Jacob Tilley ponders the need for a follow-up to the hugely successful Bourne trilogy in his review of Tony Gilroy’s The Bourne Legacy.
The Godfather III. Indiana Jones and the Kingdom of the Crystal Skull. Star Wars the Phantom Menace. Police Academy 7: Mission to Moscow. American movie history is littered with series that carried on too long. How Police Academy managed to limp on for seven movies is beyond anyone’s understanding, but The Godfather, Indiana Jones and Star Wars series, like punch drunk boxers stumbling around the ring taking vicious blow after vicious blow, all tainted their legacy by continuing.
Bearing in mind the desire of American studios to milk every last penny they can from successful franchises, the decision of the Greengrass/Damon partnership not to sign up for another slice of the Bourne series, as well as the fact that not only were the director and leading man not returning, but the title protagonist would be going AWOL, I had some reservations that The Bourne Legacy might not live up to its forebears. Would you make a Batman film without Batman? A James Bond picture without James Bond? You wouldn’t. So how would a Bourne movie cope without Jason Bourne?
Well, pretty much as you’d expect. There may be no Jason Bourne on screen but his actions are mentioned throughout the film with the events of Legacy seeming to run alongside Ultimatum. But whilst JB is swanning about London with soon-to-be murdered journalists, Aaron Cross, our franchise’s new hero, expertly played by Jeremy Renner, is somewhere out in the North-American wilderness on a training exercise trying to keep a pack of wolves at bay and fretting over his dwindling supply of ‘chems’, a set of tablets that give him a heightened state of physical and mental prowess.
After traversing perilous mountain terrain and evading the wolves he arrives at a cabin staffed by another mysterious agent.
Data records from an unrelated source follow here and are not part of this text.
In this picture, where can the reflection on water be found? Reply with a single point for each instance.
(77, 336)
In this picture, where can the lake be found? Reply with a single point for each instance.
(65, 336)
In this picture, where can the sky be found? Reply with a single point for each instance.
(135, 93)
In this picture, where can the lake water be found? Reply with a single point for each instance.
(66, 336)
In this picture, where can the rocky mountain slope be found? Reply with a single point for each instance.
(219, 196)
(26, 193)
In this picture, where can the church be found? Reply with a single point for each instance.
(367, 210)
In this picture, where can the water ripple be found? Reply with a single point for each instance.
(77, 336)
Cross is a member of Operation Outcome, a DOD Black ops program which, in the wake of the Blackbriar and Treadstone scandals exposed by Jason Bourne, could potentially pose more problems to the CIA in the future if it was to be discovered. Eric Byer (Edward Norton) decides that the best course of action is to eliminate all of the agents and goes about executing his plan successfully until Cross hears an approaching drone sent to annihilate him and his fellow agent. Cross flees the cabin with Bourne-esque timing.
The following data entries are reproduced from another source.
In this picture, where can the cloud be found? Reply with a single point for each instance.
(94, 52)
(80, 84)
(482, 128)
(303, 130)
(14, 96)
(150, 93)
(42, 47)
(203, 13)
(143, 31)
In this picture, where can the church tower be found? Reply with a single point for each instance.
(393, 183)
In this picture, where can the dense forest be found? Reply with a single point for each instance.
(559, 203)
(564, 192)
Meanwhile a group of scientists that have been working on the agents are brutally murdered in their lab, with the sole survivor, Dr Marta Shearing (Rachel Weisz), having treated Cross at some point in the past. When more government operatives show up at her house to finish the job, Cross appears as if by super-spy magic and thwarts their plans and rescues the beautiful Doc.
What follows is an blood-pumping, adrenaline-fuelled ride that includes espionage, fist fights, gun fights, an epic dash across continents, mysterious drugs, the textbook Bourne rooftop chase scene and more espionage.
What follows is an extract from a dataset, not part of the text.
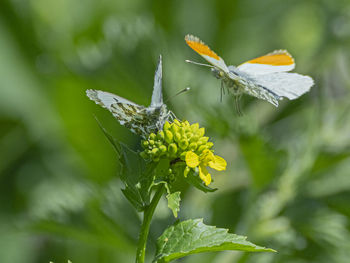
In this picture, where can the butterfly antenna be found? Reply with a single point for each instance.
(237, 105)
(222, 91)
(178, 93)
(200, 64)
The film itself is an enjoyable watch and as you’d expect, action packed, and maybe if this was a stand-alone film and wasn’t being compared to what came before it then maybe it would fare a bit better, but the simple fact remains that this is a Bourne film without a Bourne, and because of that Gilroy feels the need to every now and then throw Jason Bourne’s name into general conversation, or flash up a picture of Matt Damon, interrupting the flow of Cross’ story, which is also a bit patchy.
By far the biggest reason to go and watch The Bourne Legacy is Renner. He’s previously shone in supporting roles (The Town) but this is his announcement that he can carry a Hollywood blockbuster by himself, and carry it he does.
It’s unfortunate Renner wasn’t knocking about outside Universal studios when they were casting the original Bourne as he makes a more convincing agent-gone-rogue than Damon, and is the best part about The Bourne Legacy by a snow-laden, wolf-infested mile. His grizzly, weathered features give him a tougher, grittier appearance than the fresh-faced Damon and you can tell from the way he moves that he dabbles in martial arts in his spare time. Renner doesn’t move like an actor pretending to be a spy, he moves like a soldier.
However, it’s not simply his physical qualities and ability to handle the action sequences with aplomb that make his role so good. It’s a determined and accomplished performance that gives depth to a potentially one-dimensional character and he’s got that everyman quality that makes you root for him that little bit more.
But as great as Renner is, it’s difficult to see where the Bourne franchise goes from here without tainting its legacy. Although this should mark the end of the Bourne series, it should also mark the beginning of Jeremy Renner as a fully-fledged, A-list, action star. And that’s not a bad legacy.